Exílios e os muitos rumos a tomar na vida

Exílios (Exils, 2004) rendeu a Tony Gatlif o prêmio de melhor diretor no Festival de Cannes, um acerto do júri de uma das mais tradicionais do cenário cinematográfico. Apoiado em uma narrativa que flagra um casal perambulando por muitos espaços, ele resume a essência de sua obra: a procura de um lugar no mundo, a identidade cultural das minorias e o pulsar musical que embriaga. O plano de abertura já evidencia essa coalizão de propostas ao colocar Zano (Romain Duris) de costas, olhando para a janela com o pensamento distante. Ao fundo, uma canção cigana, a primeira de várias que se espalham pelo filme e pavimentam um caminho de muitos entraves e bifurcações a ser percorrido pelo músico, que sugere à sua amante Naïma (Lubna Azabal) que eles conheçam a Argélia, terra de seus antepassados.

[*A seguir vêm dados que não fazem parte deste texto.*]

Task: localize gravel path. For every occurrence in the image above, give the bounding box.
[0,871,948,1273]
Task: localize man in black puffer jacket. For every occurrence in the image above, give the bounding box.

A título de curiosidade, o próprio Gatlif tem raízes argelinas, o que lhe confere um certo conhecimento de causa na abordagem da questão do fluxo migratório dos africanos para o continente europeu, tão atual quanto complexa. Zano e Naïma, entretanto, fazem o percurso contrário, tendo à sua frente uma longa estrada com muitas paradas e personagens para serem conhecidos. A caminho da Argélia, eles acabam fazendo um intervalo na Andaluzia, e ficam embevecidos com a explosão de cores, crenças e sensações proporcionada pelo lugar, no qual decidem se demorar um pouco mais. O lugar é a deixa para o realizador apresentar ao público uma cultura marcada pela pluralidade, que vai muito além do nomadismo e da quiromancia, características mais conhecidas do povo cigano. Exílios é um mergulho profundo em águas movimentadas, que infunde o conceito de alteridade e se revela uma experiência singular.

Não é preciso ser cigano para embarcar na viagem sensorial conduzida por Gatlif. Seu cinema se debruça sobre as tradições de seu povo, mas não fica restrito a ele, e se impõe como uma instigante observação sobre os muitos rumos que a vida oferece e que, a cada instante, escolhemos. O cineasta não tem qualquer interesse em levantar uma ideologia religiosa através de deprecações, o que, de certa forma, aproxima-o do Terrence Malick de A árvore da vida (The tree of life, 2011). Assim como o estadunidense, existe um forte interesse de Gatlif em abordar questões existenciais, mas cada um deles adota o seu próprio ritmo: no primeiro, sobeja a contemplação, ao passo que o segundo prefere inundar a tela com sensualidade e delírio intenso. Os personagens de Exílios são tomados por um vigor espiritual que os coloca em um longo transe, resumido em uma sequência de rito religioso que, antes de mais nada, é a tentativa de contato do homem com esferas dalém do mundo visível e palpável.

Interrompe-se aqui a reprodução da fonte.